Die Europäische Wasserrahmenrichtlinie fordert eine gesamthafte
Betrachtung aller die Wassergüte beeinflussenden Faktoren. Nicht nur
punktförmige Einleitungen aus Kläranlagen etc. sollten bei einer
Bewirtschaftung des Gewässers berücksichtigt werden, sondern auch
flächenhaft aus einem – vornehmlich landwirtschaftlich genutzten –
Einzugsgebiet eingeschwemmte Verschmutzungen. Aus dieser
Fragestellung erwächst die Notwendigkeit, operative Werkzeuge für die
Simulation von Wasser- und Stoffflüssen als Basis einer Beurteilung
von Bewirtschaftungsvarianten zur Verfügung zu haben. Hierbei muss
nicht nur der Oberflächenabfluss sondern auch der oft mit
Düngestoffen und/oder Pflanzenschutzmitteln belastete unterirdische
Abfluss simuliert werden. Die relevanten Prozesse laufen bei
Hochwasser sehr rasch ab, bei Mittel- oder Niederwasser hingegen
langsam. Somit sollte ein Simulationsmodell Zeitskalen von wenigen
Minuten bis zu Monaten abdecken können und die physikalischen und
chemischen Vorgänge prozessnah beschreiben. Ein derartiges
Prozessmodell hat zu Ende der Achtziger Jahre des zwanzigsten
Jahrhunderts nicht existiert. Das Institut für Hydrologie und
Wasserwirtschaft (IHW) der Universität Karlsruhe stellte sich der
Aufgabe, ein solches Modell zu entwickeln und wählte als Modellgebiet
das Einzugsgebiet des 6,3 km² großen Weiherbaches in der
Lösslandschaft des Kraichgaues (zwischen Heidelberg und
Karlsruhe). Schon zum Zeitpunkt der Entstehung des Projektes war es
eines der Ziele, nicht nur eine für den Weiherbach maßgeschneiderte
Lösung zu finden, sondern das Modell als „virtuelle Landschaft“ für
andere, ähnliche Gebiete tauglich zu machen. Der Gesamtbericht über
das Weiherbachprojekt liegt in Form des oben genannten Buches vor.

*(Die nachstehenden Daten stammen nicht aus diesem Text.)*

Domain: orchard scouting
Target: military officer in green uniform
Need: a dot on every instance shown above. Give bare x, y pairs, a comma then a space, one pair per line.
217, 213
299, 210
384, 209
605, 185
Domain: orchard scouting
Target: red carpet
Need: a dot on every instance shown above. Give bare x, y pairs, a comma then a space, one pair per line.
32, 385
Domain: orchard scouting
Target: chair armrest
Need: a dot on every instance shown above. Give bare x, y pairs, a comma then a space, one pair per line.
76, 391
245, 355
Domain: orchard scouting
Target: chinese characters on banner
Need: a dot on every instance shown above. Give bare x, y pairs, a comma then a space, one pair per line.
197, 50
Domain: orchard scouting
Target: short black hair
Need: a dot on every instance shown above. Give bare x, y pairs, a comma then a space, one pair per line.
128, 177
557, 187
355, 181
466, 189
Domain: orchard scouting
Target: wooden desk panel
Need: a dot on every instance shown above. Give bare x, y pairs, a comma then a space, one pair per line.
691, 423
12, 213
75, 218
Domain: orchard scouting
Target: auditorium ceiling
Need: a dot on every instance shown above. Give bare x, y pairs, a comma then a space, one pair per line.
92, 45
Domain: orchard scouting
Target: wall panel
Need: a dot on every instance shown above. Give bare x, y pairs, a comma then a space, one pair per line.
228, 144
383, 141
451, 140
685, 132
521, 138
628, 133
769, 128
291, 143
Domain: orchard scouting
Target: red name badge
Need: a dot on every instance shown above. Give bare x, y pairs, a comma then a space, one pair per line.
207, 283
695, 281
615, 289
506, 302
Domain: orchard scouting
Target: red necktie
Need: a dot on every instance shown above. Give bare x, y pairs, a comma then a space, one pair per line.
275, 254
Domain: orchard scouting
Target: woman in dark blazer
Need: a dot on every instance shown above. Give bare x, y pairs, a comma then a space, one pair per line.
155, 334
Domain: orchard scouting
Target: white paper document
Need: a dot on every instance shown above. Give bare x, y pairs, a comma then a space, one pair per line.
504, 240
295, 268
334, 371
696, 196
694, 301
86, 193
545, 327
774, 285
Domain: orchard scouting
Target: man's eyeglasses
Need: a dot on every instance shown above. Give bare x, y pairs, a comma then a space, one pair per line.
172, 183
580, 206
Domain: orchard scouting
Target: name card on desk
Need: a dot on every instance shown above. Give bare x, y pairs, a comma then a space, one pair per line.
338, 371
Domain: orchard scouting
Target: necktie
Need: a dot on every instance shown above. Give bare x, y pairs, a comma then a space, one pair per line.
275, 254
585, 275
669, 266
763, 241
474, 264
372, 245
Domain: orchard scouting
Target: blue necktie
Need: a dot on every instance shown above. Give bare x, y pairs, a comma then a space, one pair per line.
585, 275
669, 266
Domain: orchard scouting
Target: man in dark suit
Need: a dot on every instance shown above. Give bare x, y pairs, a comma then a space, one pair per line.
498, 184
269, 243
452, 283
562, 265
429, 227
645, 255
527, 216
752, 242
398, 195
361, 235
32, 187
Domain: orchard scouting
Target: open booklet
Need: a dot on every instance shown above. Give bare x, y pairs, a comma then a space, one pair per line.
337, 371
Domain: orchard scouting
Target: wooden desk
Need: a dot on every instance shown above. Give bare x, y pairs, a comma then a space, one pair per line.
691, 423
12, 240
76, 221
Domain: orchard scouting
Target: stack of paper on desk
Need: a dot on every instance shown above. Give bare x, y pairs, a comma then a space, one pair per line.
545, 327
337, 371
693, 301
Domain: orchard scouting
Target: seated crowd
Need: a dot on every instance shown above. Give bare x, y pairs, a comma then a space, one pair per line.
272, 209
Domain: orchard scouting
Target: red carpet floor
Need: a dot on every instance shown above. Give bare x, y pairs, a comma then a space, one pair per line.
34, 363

Viele Teilprozesse des zu modellierenden Naturvorganges waren zu
Projektbeginn noch nicht ausreichend bekannt. Daher mussten
Spezialisten für viele der Aufgaben gefunden und ins Projekt
eingebunden werden. Wie viele Menschen an den Arbeiten beteiligt
waren, lässt sich nur an Hand der Zahl der Koautoren des
Gesamtberichtes, nämlich zweiundzwanzig, erahnen. Es dürften gut
hundert Personen gewesen sein, die hier bei Prozessstudien im Feld und
Modellierungsarbeiten am Computer tätig waren.
Diese Symbiose aus Feldforschung und Modellierungsarbeiten ist ein
hervorstechendes Kennzeichen des Weiherbachprojektes. Ein weiteres ist
das Skalenproblem. Einzelne Prozessstudien müssen auf quasi
punktförmigen Testflächen in der Größenordnung von Quadratdezimetern
durchgeführt werden, für andere dominante Prozesse ist der Schlag, für
weitere der Hang und schließlich das Einzugsgebiet
charakteristisch. Wie die Skalenübergänge zu vollziehen sind, war eine
Kernaufgabe des Projektes. Auf das Skalenproblem war daher auch das
hierarchisch gegliederte Messnetz ausgerichtet, um die
Identifizierbarkeit der Prozesse auf allen Skalen testen zu können.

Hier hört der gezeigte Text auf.